J’ai petit à petit perdu de la puissance sur la lecture. De 108 livres lus en 2021, je suis passée à 77 en 2022. Arriver à 77 m’a déjà demandé des efforts et j’ai donc décidé que j’allais abaisser mon challenge annuel à un livre par semaine. Après tout, c’est moi qui fait les règles, il n’y a aucune raison de s’imposer des choses désagréables. En 2023 j’ai atteint tant bien que mal mon objectif d’un livre par semaine, en faisant de plus en plus d’efforts que l’année avançait. Cette année, j’ai de nouveau mis le même objectif, et pour le moment je suis à jour, mais je dois bien admettre que, de nouveau, lire me pose un problème.
J’ai beaucoup de mal à me concentrer quand je lis, d’ailleurs je lis plus de livres audio en ce moment pour pouvoir faire autre chose en même temps (quelque chose qui occupe, comme la cuisine ou le ménage). Sur les livres papier (enfin je lis beaucoup sur liseuse mais vous voyez ce que je veux dire), j’ai du mal en général à lire plus d’une heure d’affilée, alors qu’avant je pouvais enchaîner bien plus sans problème. Très souvent, je m’installe pour lire, je lis quelques pages et puis je n’y arrive plus et je dois abandonner.
Les jours où j’ai du brouillard cognitif lire est quasiment impossible. La fatigue chronique n’aide pas non plus, c’est dur de lire quand on est épuisée et que notre cerveau ne pense qu’à dormir. Et s’il y a en plus des douleurs qui vont me distraire et m’empêcher de rentrer dans ma lecture…
Bref, j’ai plein de raisons d’avoir du mal à lire. Par contre, j’y prends toujours du plaisir, quand j’y arrive, et ça me manque. Alors j’ai décidé de trouver une manière de me rééduquer à nouveau pour reprendre des habitudes me permettant de lire. Sauf que cette fois, il n’est pas question de revenir à mes anciennes habitudes (il n’y a aucune chance par exemple que je fasse une nuit blanche à lire, mon corps mettrait plusieurs jours à s’en remettre) mais d’en créer des nouvelles. Et c’est pas évident.
J’ai remarqué qu’il m’était devenu presque impossible de faire ce que je faisais avant : finir ma journée de travail et plonger dans un livre. En général, le soir je suis trop épuisée, trop usée par ma journée pour réussir à lire. Alors j’ai décidé de créer une nouvelle routine. Je lis le matin. Tous les matins, pendant mon petit-déjeuner, je lis au moins une demi-heure. Et oui, je mets un chronomètre. Le but est de voir si je peux reprendre une habitude.
Et ça marche ! Le matin est le moment où je suis la plus “reposée” (si vous avez de la fatigue chronique vous comprenez mes guillemets) et où je suis la plus fraîche pour lire et comprendre ce que je lis.
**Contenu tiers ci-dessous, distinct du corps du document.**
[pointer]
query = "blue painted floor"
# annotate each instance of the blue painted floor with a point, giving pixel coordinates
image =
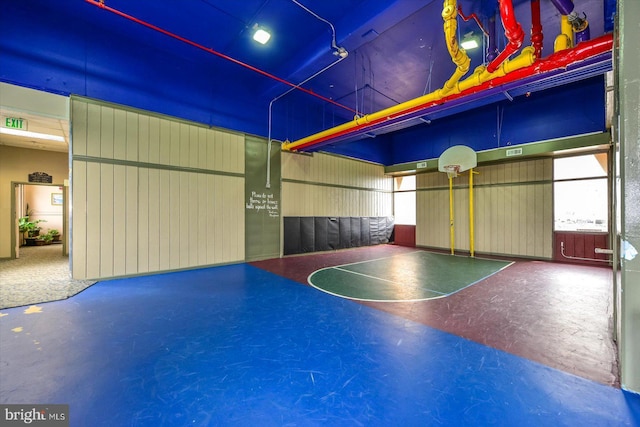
(239, 346)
Donc j’y arrive beaucoup mieux que le soir. Et j’y prends beaucoup de plaisir. Tellement que je me suis fixé une heure de lecture le matin les jours où je ne travaille pas.
Et le plus drôle c’est que depuis que je fais ça, il arrive que je puisse lire le soir après mon travail aussi ! Je ne sais pas comment expliquer mais il m’est arrivé de reprendre un livre en fin d’après midi plutôt que de lancer une série parce que le matin j’avais été frustrée de devoir arrêter.
Je dis souvent qu’une des choses que je trouve le plus difficile avec le covid long c’est de devoir sans cesse recalibrer ma vie, changer mes habitudes, pour m’adapter à la maladie. Et j’avais très peur que ce soit vraiment difficile de le faire pour la lecture, j’avais peur de devoir sacrifier cette activité qui fait partie de moi depuis toujours et qui m’apporte tellement. Mais finalement, pour le moment, j’ai trouvé le twist qu’il fallait appliquer pour que ça fonctionne. Si seulement tout le reste pouvait être aussi simple…
Je regardais pas mal de séries et de films à ce moment du coup pour remplacer et j’arrête pas de me rendre compte que j’ai complètement oublié telle ou telle série vue pendant cette période, c’est très bizarre parce que j’ai un vague souvenir d’avoir vu, je sais que j’ai vu, mais j’ai aucun souvenir de ce qu’il y a dedans.